Resolution
- Company type: Private
- Industry: Talent and Literary Agencies
- Founded: Los Angeles, California, USA (2013)
- Headquarters: Los Angeles, California New York City, New York Beijing, China
- Key people: Jeff Berg, Chairman and CEO David A. Unger, Agent
- Website: Resolution Talent & Literary Agency

= Resolution (talent agency) =

Talent and literary agency with headquarters in Los Angeles, California

Resolution was a talent and literary agency with headquarters in Los Angeles, California. It was formed by Jeff Berg, the former chairman of ICM Partners.
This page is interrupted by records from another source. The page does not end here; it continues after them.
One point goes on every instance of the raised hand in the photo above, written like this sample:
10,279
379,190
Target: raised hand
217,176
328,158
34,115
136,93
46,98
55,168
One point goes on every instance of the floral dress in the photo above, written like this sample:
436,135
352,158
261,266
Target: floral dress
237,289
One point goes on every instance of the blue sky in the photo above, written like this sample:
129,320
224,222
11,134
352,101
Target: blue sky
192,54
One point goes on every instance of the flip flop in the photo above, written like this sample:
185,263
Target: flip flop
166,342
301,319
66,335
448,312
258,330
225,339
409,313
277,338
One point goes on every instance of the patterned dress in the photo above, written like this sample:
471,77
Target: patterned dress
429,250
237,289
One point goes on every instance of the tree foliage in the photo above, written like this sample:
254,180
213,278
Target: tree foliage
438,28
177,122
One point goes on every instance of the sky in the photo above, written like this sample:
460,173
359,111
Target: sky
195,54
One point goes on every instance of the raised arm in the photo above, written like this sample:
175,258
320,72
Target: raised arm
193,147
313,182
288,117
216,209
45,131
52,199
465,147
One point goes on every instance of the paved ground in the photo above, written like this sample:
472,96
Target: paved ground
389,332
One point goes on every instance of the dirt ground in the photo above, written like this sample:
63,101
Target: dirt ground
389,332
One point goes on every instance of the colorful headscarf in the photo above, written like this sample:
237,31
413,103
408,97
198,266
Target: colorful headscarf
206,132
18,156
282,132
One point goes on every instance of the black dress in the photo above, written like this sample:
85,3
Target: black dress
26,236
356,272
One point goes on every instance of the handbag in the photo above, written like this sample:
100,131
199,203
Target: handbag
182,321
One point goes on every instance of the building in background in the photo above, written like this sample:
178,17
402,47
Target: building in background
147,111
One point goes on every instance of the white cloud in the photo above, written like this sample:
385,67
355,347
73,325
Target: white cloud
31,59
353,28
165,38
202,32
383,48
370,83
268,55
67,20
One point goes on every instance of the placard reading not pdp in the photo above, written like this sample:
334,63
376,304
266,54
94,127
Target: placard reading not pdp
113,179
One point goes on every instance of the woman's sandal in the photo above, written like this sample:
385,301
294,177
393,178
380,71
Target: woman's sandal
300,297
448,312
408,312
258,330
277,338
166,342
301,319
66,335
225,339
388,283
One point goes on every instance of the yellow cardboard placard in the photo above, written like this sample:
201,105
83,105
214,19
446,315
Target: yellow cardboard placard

Resolution represents artists including Lindsay Lohan, Roman Polanski, Molly Ringwald, David Duchovny, Gina Gershon, and Haley Joel Osment. As of 2014, the year it went out of business, Resolution was one of the ten largest agencies in the United States.

==Formation==
On January 28, 2013, Berg left ICM after the management buyout in October 2012, and opened Resolution. The new agency was capitalized with a $200 million investment from Jahm Najafi, a former Salomon Brothers banker active in private equity.

==Closure==
In March 2014, Bison Capital, a Chinese investment firm, made an investment in Resolution. During 2014, the agency saw the departure of several key agents. In October 2014, it was reported that Bison Capital had withdrawn its funding, and the agency would close down its operations.